How Accurate is Your Google Analytics Location Data?

We all love Google Analytics, right?   It gives us an abundance of data, but it can be hard to sift through it and know what to truly focus on.   In my recent blogs, we’ve looked at the hidden potential of your analytics and we even took a closer look at bounce rates.   This time we’re going to continue our journey and look at the location metrics.  On the surface, location data is awesome!   Of course you’d like to know where your readers are located.   But how accurate is it, and how much weight should you put into these stats?   Like everything in Analytics, you have to know the caveats and the limitations of the data.   And you have to know your products and your users.

How does Google track user location?

Google Analytics tracks user’s location based on their IP address.   That means users are tracked based on where their internet connection is, not necessarily where they are.   Let’s look at an example.   I’m at my desk… Kolbeco, 1676 Bryan Road, Dardenne Prairie, MO.   I pulled up two tabs on my computer – our website ( and our Analytics account (the realtime location report to be exact).   Immediately I can see myself pop up on the location map.   It’s pretty close; analytics is showing me in O’Fallon.    Then I opened the website on my phone.   Within seconds a second pin appears on the map, but it’s not in O’Fallon.   My phone is registering in St. Louis.   Not a huge difference, but why are they different at all?   My desktop is using our office wifi and my phone is using my data plan.   One user, one office, two different internet connections, two IP addresses and two locations in Analytics.   I know that O’Fallon to St. Louis isn’t a huge difference – 30 miles give or take – but in your local marketing strategy 30 miles can be a lot.


How much weight should you put into user location?

Now that we’ve looked at the “how,” let’s complicate things a bit more.   Even if the reported locations were 100% accurate, we live in a mobile world.   We move around, we browse on-the-go and we can cross the country in a few hours.   That’s why it’s so important to know your users, especially if your mobile traffic is heavy.

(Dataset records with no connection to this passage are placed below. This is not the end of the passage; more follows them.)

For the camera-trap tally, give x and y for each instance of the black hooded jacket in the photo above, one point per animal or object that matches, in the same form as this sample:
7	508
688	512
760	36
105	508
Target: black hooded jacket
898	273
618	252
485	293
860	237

Earlier this year, my family and I went on a cruise.  It was a cold and snowy day here in St. Louis when we packed the car and headed to New Orleans the day before we set sail.   We checked into a hotel for the night when I realized that I had packed my camera, memory cards, and lenses, but no battery charger and only one battery teetering on a 27% charge – certainly not enough life to get me through a week.   It was 11:30pm and we were supposed to be on the ship in less than 12 hours.   With no time to go shopping, I turned to Amazon.   I placed an order late that night for pickup at our first port of call – Miami.   We got off the ship three days later in Florida and headed straight for an Amazon locker 5 minutes away.   This may be a shameless plug for Amazon Prime, but I couldn’t have asked for a more convenient solution.

In this scenario, I live in St. Louis, but Google saw me in New Orleans and Miami.   To Amazon, which location is more important; St. Louis (where they get most of my money), New Orleans (where my order was placed), or in Miami (where the transaction was completed)?   Now, I know better than that – Amazon knows me and my every need.   But think about your business; if you were basing your marketing strategy on my Analytics location, where would you spend your budget?   This may not have been a normal situation, but it’s important to keep these scenarios in mind while looking at your location reports.   They’re not always what they seem.

Like everything in Analytics, you have to understand the metric before you can understand the data.   Location is no different.   Think of it as a guide; it’s a glimpse into your audience, but don’t take it with 100% accuracy.   Look for trends and focus on understanding your customers.   In the end, you need to know your products, know your users and use the Analytics data to support your decisions – not to make your decisions for you.